What is a Synthetic Population?¶
Definition¶
A synthetic population is a dataset that represents individuals, places, and networks, such as social networks, within a specific location, but contains no personally identifiable information. Epistemix’s simulation intelligence platform features a prebuilt, realistic, and statistically accurate synthetic population for the entire United States derived from multiple data sources. The synthetic population is geospatially accurate, represented at the country, state, county, and metropolitan area levels. Epistemix thus creates digital twins—accurate virtual representations of physical individuals, places, and networks—without revealing any personally identifiable information.

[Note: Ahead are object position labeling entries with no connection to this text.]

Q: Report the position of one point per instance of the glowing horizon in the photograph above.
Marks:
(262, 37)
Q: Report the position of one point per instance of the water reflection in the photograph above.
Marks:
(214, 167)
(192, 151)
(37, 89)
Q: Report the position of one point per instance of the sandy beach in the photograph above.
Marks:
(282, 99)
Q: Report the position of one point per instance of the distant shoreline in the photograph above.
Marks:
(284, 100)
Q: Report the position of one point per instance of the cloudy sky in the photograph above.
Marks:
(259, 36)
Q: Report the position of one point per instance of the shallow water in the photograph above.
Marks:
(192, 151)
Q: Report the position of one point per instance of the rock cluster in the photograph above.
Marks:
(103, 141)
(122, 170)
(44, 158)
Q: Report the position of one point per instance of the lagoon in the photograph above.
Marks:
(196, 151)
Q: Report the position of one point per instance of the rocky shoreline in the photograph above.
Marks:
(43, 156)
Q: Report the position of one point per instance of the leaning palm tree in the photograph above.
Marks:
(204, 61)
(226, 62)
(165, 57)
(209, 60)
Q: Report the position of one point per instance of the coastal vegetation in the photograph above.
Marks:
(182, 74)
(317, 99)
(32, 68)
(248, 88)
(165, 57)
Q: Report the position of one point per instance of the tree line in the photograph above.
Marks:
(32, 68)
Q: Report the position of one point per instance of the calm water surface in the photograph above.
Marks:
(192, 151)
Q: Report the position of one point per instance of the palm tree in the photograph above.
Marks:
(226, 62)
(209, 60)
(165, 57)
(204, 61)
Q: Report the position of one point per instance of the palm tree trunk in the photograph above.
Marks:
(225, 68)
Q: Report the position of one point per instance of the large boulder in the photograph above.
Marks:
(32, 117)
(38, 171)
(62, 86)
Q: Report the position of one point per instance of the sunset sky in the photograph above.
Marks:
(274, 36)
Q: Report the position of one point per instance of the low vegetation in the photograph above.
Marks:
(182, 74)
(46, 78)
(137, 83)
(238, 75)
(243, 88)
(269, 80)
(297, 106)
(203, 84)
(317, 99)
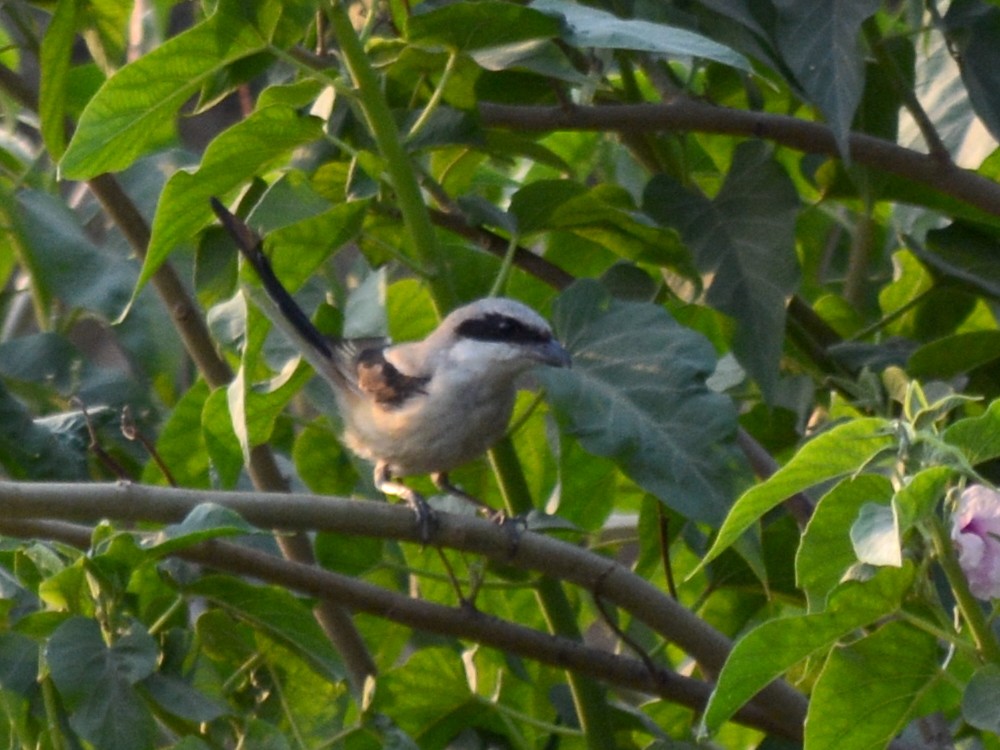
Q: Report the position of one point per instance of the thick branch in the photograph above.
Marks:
(616, 583)
(190, 325)
(688, 115)
(464, 622)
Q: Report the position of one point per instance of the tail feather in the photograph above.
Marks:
(250, 246)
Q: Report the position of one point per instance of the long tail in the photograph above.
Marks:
(286, 314)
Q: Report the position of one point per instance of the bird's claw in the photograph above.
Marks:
(426, 518)
(514, 525)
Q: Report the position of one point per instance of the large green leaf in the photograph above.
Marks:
(97, 683)
(637, 394)
(869, 690)
(46, 449)
(977, 437)
(136, 109)
(979, 703)
(842, 450)
(282, 616)
(746, 238)
(590, 27)
(65, 264)
(820, 43)
(55, 59)
(233, 158)
(604, 214)
(770, 649)
(466, 26)
(974, 29)
(825, 552)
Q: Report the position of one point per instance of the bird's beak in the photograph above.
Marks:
(553, 353)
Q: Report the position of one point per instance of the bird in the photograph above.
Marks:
(416, 408)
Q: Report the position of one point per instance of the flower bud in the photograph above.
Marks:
(976, 532)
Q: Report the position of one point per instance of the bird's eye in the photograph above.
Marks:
(502, 328)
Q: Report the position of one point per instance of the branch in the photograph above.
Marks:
(299, 512)
(190, 324)
(688, 115)
(463, 622)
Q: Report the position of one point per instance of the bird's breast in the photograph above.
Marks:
(439, 432)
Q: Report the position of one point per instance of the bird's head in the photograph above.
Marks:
(502, 332)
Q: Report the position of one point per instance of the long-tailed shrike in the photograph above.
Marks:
(424, 407)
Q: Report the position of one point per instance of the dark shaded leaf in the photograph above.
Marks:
(839, 451)
(282, 616)
(974, 29)
(770, 649)
(465, 26)
(135, 109)
(205, 521)
(869, 690)
(590, 27)
(97, 683)
(820, 43)
(746, 238)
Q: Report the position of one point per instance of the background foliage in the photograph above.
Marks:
(767, 230)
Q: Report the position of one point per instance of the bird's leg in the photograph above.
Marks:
(385, 483)
(443, 483)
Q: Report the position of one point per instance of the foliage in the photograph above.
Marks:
(767, 231)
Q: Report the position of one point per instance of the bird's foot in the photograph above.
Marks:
(426, 518)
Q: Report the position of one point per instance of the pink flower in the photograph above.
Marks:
(976, 531)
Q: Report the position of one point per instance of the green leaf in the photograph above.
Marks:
(181, 445)
(954, 355)
(283, 617)
(869, 690)
(745, 238)
(977, 437)
(590, 27)
(770, 649)
(979, 702)
(18, 662)
(825, 552)
(178, 698)
(135, 110)
(322, 463)
(918, 498)
(234, 157)
(603, 214)
(205, 521)
(964, 254)
(875, 536)
(637, 394)
(820, 43)
(39, 449)
(97, 683)
(465, 26)
(841, 450)
(64, 262)
(55, 59)
(224, 449)
(973, 29)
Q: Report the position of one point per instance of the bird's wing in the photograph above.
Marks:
(383, 381)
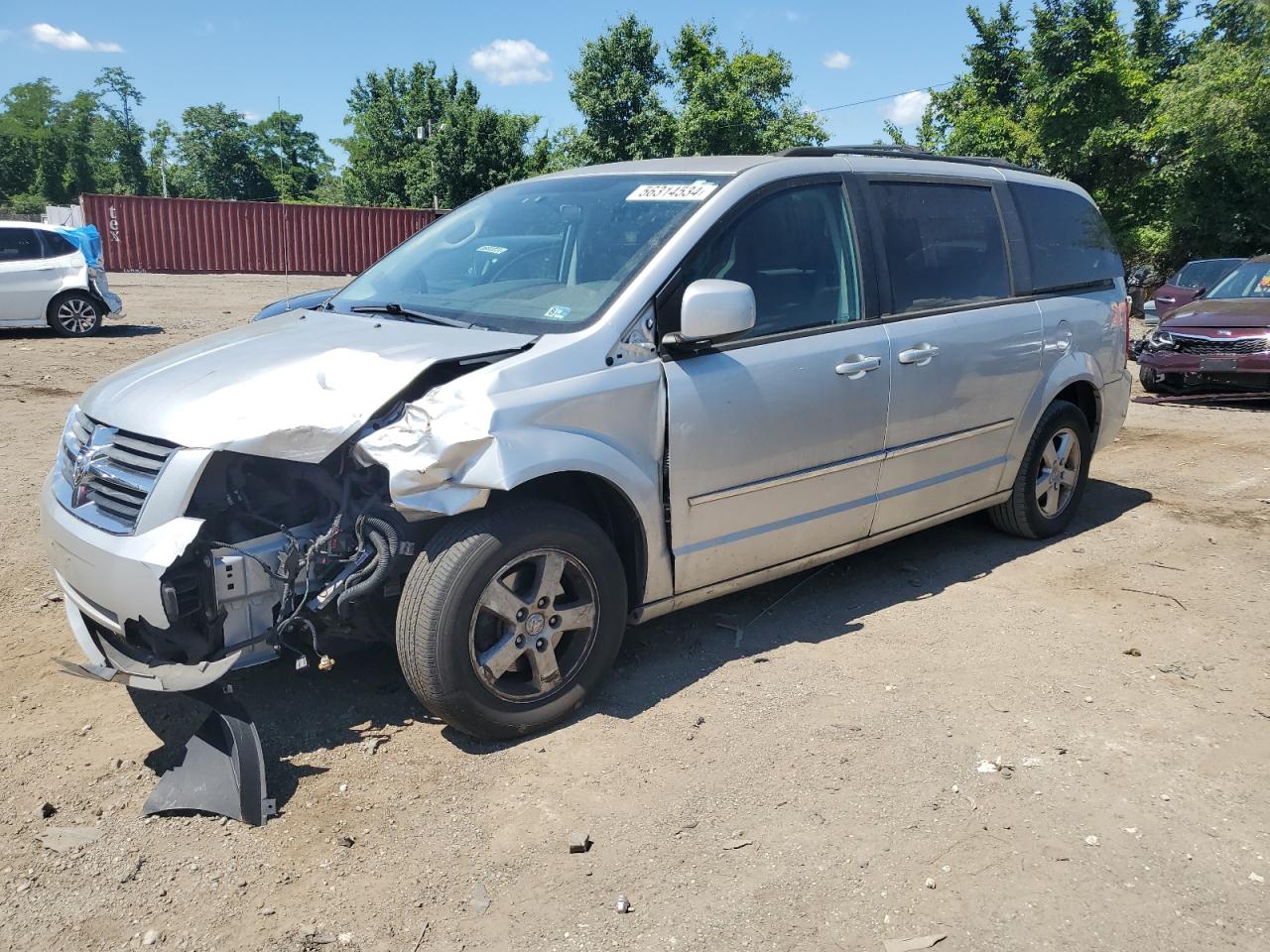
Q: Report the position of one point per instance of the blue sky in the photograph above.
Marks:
(253, 55)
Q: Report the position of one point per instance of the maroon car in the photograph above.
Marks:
(1222, 340)
(1192, 281)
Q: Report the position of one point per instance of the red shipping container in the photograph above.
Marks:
(257, 238)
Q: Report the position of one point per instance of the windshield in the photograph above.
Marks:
(544, 255)
(1250, 280)
(1205, 275)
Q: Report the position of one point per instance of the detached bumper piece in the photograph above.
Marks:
(222, 771)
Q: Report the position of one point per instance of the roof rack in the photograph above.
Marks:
(899, 153)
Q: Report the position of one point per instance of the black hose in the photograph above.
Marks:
(384, 538)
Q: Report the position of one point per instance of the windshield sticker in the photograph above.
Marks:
(693, 191)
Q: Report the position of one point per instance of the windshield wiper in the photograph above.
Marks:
(397, 309)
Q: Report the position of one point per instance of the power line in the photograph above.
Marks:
(878, 99)
(942, 85)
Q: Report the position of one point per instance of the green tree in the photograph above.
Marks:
(159, 159)
(290, 157)
(418, 136)
(1241, 22)
(1088, 98)
(27, 119)
(1156, 40)
(734, 103)
(123, 136)
(217, 158)
(983, 112)
(617, 90)
(1209, 140)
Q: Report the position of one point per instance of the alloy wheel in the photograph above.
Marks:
(76, 315)
(1060, 472)
(535, 625)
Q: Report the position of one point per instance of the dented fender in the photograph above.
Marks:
(461, 440)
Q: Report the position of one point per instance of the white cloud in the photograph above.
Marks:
(907, 108)
(49, 35)
(512, 62)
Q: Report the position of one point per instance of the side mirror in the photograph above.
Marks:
(712, 311)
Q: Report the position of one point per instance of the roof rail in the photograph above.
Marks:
(899, 153)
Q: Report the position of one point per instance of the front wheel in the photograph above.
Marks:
(75, 315)
(1052, 476)
(511, 619)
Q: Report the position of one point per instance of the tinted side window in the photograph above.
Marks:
(19, 245)
(1067, 240)
(797, 250)
(944, 244)
(56, 245)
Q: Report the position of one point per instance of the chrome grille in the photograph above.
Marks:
(1220, 347)
(111, 472)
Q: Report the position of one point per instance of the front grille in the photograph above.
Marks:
(111, 472)
(1207, 347)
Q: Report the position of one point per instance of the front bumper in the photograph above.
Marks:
(1176, 362)
(111, 581)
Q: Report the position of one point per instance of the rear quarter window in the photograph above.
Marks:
(56, 245)
(944, 244)
(1069, 243)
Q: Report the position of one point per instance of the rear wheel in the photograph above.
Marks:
(1052, 476)
(75, 315)
(511, 619)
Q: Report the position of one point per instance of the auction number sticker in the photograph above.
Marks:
(691, 191)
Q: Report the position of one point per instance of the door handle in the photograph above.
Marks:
(857, 366)
(920, 356)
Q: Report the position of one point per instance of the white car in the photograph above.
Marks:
(46, 280)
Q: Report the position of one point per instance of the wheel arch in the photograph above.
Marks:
(1086, 397)
(67, 293)
(603, 503)
(1074, 379)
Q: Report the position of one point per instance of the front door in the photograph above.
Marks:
(965, 358)
(26, 285)
(775, 440)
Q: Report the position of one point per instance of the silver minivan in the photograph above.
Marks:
(585, 400)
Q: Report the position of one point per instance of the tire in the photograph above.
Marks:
(1151, 380)
(485, 671)
(1024, 515)
(75, 313)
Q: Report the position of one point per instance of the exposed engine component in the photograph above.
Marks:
(286, 556)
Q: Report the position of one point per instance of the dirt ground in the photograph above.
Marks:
(810, 784)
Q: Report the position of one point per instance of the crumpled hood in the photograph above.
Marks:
(1220, 312)
(291, 388)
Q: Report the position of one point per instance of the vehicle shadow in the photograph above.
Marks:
(366, 694)
(662, 657)
(107, 333)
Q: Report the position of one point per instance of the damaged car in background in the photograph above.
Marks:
(1220, 341)
(578, 403)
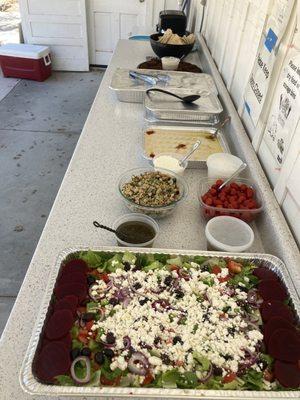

By having such realistic and comprehensive coverage of the United States population, Epistemix’s simulation intelligence platform allows researchers, policy makers, and businesses to simulate the behaviors and interactions of synthetic people within their environment.
Statistical Accuracy¶
The goal of constructing a synthetic population is to create a dataset of individuals who, at aggregate levels, share certain characteristics with the real population being represented. One way to think about success relative to this goal is the following. If you conducted a census on the synthetic population analogous to the census conducted on the real population which produced that data used to generate the synthetic population conducted on the real population, then you would not be able to distinguish between the two. When we describe a synthetic population as statistically accurate, we are referring to this property.
A Dynamic Synthetic Population¶
One unique aspect of the Epistemix synthetic population, in contrast to the concept of a synthetic population more generally, is that it is dynamic. Beyond the connections between people and places that are included in the static synthetic population data records, there is a default model available in every simulation that brings the synthetic population to life (so to speak), by instructing agents to move around their environment and "attend" the places to which they are connected. This gives agents the opportunity to interact with their neighbors in any simulation: to transmit an infectious disease in an epidemiological model, to share an opinion in a political polarization model, to communicate their perspective about a recent purchase in a product adoption model, etc.